The case of the "innocuous" middle-class migrant employee: English language use and attitudes in Dubai, United Arab Emirates

Date of Award


Degree Type


Degree Name

Doctor of Philosophy (PhD)



First Advisor

Margie Berns

Committee Chair

Margie Berns

Committee Member 1

Dwight Arkinson

Committee Member 2

Fatima Esseili

Committee Member 3

Felicia Roberts

Committee Member 4

Tony Silva


Recent literature on the presence of English in the United Arab Emirates has shown an increasing change in focus from the English Language Teaching (ELT) domain, to a more sociolinguistic and economic one (Boyle, 2012; Karmani, 2005; Randall & Samimi, 2010; Weber, 2011). While these studies have been significant to the field of World Englishes, no study has particularly observed the “innocuous” middle class migrant workforce hailing largely from Outer Circle countries, in an Expanding Circle context such as Dubai. This case-study thus, charts new ground by observing a small group of middle class Outer Circle migrant employees’ use and attitudes towards the English language in the workplace and daily spheres of life. It also provides a brief sociolinguistic backdrop of the emirate.
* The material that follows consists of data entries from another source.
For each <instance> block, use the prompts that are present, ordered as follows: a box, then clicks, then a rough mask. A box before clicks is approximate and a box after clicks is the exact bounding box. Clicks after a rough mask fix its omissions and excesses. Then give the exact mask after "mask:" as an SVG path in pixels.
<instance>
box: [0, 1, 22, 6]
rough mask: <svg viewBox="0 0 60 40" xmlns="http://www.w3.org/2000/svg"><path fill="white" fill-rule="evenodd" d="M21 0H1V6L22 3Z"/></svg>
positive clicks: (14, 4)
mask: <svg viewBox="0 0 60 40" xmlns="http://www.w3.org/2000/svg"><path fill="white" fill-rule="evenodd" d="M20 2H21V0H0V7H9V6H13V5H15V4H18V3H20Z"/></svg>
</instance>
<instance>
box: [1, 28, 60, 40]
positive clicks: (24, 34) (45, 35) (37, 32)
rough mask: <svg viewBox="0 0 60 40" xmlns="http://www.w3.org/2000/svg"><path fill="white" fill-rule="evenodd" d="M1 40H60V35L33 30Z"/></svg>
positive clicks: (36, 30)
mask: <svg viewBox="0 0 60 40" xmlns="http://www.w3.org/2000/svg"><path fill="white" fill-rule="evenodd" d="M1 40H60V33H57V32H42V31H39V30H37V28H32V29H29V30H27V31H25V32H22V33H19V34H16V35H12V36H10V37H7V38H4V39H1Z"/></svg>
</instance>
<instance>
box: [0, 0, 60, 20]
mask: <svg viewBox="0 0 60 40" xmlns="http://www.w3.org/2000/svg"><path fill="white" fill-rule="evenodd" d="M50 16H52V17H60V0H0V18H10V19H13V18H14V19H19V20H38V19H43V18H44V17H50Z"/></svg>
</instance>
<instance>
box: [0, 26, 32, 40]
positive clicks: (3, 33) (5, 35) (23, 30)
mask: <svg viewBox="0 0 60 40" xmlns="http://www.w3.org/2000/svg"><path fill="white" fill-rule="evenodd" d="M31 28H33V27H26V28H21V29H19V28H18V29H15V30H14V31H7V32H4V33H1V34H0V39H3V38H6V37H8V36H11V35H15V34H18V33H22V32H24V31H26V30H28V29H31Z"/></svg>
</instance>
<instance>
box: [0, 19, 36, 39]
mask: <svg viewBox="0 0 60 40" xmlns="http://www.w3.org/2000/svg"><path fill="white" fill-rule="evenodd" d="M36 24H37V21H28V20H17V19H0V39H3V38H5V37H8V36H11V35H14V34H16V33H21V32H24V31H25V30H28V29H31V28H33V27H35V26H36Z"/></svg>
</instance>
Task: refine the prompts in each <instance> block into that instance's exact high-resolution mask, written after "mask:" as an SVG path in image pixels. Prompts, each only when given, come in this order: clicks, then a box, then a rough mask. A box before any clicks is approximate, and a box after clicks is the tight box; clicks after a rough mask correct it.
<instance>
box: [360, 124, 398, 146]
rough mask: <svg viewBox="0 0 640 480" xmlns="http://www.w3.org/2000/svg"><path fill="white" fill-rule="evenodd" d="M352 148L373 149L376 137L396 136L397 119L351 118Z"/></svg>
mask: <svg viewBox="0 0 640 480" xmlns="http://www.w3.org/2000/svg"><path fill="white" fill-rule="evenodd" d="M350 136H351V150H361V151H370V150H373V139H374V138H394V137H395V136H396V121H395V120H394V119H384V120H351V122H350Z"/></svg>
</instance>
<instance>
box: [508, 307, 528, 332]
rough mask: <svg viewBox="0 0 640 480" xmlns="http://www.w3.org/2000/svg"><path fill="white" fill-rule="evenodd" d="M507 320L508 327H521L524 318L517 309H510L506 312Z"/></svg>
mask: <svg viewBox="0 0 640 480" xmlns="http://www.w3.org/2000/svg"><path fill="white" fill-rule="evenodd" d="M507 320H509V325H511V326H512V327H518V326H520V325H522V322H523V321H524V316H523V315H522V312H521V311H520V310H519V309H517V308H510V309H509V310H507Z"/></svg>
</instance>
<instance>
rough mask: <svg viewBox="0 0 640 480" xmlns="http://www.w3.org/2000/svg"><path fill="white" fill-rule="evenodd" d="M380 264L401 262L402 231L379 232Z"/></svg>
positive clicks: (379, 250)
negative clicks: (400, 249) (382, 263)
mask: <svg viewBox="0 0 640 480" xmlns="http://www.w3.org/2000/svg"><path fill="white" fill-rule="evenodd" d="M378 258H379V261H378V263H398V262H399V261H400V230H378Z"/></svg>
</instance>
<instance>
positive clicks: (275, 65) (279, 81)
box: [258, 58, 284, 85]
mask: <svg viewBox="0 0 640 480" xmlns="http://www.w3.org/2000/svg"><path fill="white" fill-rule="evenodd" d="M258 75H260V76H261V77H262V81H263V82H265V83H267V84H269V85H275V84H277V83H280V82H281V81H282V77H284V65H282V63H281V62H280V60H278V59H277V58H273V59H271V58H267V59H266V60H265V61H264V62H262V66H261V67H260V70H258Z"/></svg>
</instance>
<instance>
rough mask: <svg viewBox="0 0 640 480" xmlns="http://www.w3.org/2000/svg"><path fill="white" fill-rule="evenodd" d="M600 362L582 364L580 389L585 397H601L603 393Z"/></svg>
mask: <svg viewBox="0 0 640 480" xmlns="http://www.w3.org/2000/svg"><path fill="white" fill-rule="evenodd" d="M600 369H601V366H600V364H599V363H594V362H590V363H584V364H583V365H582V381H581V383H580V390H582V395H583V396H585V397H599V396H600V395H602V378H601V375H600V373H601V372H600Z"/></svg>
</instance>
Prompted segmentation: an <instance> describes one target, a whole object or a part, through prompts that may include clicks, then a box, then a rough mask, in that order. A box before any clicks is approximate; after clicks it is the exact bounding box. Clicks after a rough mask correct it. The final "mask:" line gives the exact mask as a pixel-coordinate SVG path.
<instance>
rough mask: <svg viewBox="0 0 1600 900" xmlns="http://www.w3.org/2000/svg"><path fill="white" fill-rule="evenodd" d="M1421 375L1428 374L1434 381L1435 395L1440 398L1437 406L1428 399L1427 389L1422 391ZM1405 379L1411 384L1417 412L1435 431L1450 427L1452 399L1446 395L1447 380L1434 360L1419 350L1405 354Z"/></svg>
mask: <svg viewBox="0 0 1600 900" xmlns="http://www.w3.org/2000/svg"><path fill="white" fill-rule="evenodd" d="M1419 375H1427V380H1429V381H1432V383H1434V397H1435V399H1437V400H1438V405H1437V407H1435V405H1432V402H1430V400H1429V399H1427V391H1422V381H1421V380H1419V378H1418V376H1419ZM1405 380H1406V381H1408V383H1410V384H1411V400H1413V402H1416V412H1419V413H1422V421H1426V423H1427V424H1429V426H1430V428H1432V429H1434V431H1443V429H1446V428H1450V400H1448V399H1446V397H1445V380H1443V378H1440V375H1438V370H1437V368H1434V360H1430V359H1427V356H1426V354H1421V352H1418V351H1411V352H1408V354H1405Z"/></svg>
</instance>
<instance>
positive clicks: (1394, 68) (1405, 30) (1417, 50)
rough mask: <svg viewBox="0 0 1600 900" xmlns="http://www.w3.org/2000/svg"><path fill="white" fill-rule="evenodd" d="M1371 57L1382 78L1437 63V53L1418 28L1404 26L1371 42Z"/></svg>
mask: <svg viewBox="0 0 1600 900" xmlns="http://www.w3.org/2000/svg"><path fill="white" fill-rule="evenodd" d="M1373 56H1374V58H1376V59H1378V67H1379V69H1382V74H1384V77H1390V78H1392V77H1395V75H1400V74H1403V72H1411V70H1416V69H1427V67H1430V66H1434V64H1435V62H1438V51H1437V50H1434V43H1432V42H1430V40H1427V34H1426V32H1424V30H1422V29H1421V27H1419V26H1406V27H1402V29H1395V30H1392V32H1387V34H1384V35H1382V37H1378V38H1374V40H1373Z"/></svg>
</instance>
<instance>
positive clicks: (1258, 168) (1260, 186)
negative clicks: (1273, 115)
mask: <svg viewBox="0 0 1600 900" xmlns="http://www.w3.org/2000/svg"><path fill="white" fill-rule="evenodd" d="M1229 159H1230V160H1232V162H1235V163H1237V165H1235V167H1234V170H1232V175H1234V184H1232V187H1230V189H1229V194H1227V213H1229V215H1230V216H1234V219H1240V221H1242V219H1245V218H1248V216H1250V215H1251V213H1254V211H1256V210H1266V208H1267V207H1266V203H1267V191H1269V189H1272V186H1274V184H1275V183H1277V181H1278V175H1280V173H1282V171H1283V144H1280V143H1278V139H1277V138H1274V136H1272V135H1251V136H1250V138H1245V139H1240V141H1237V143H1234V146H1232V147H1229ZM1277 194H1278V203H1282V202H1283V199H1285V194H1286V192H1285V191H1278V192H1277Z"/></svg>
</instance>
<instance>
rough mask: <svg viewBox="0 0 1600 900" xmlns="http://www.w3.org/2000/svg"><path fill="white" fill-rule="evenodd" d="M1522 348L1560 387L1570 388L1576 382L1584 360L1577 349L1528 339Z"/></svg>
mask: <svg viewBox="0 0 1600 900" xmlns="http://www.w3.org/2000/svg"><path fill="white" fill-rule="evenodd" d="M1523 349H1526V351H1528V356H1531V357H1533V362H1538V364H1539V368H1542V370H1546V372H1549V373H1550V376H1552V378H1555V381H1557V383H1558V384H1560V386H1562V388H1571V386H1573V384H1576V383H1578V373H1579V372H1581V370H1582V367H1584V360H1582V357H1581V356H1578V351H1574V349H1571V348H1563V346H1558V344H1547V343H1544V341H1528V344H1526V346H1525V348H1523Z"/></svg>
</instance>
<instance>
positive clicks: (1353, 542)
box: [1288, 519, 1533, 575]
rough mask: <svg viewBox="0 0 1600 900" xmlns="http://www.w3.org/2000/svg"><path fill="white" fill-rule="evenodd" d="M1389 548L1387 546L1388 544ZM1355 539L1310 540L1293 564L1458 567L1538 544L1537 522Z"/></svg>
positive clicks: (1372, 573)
The project employed mixed methods (observational accounts, field notes, a survey, and interviews) to garner data. It surveyed a convenience sample of 128 participants (comprising of Indian, Filipino, and Pakistani origin) and interviewed a subset of 13 participants to understand their attitudes towards English, and their impression of the Arabic language. Findings reveal: a sense of English occupying a ‘default’ space in these employees’ lives, rather than a nefarious, or an empowering role; Arabic language is seen as beneficial but not an indispensable asset; and possibilities of Hindi developing as a lingua franca in the emirate. This study provides not only particular descriptions of English language use by these migrant workers, but also pushes for a new theory where the presence of English is no longer dominated by the vestiges of linguistic imperialism, but has become an important part of participants’ identity, existing in a parallel realm with their first languages, without necessarily encroaching it.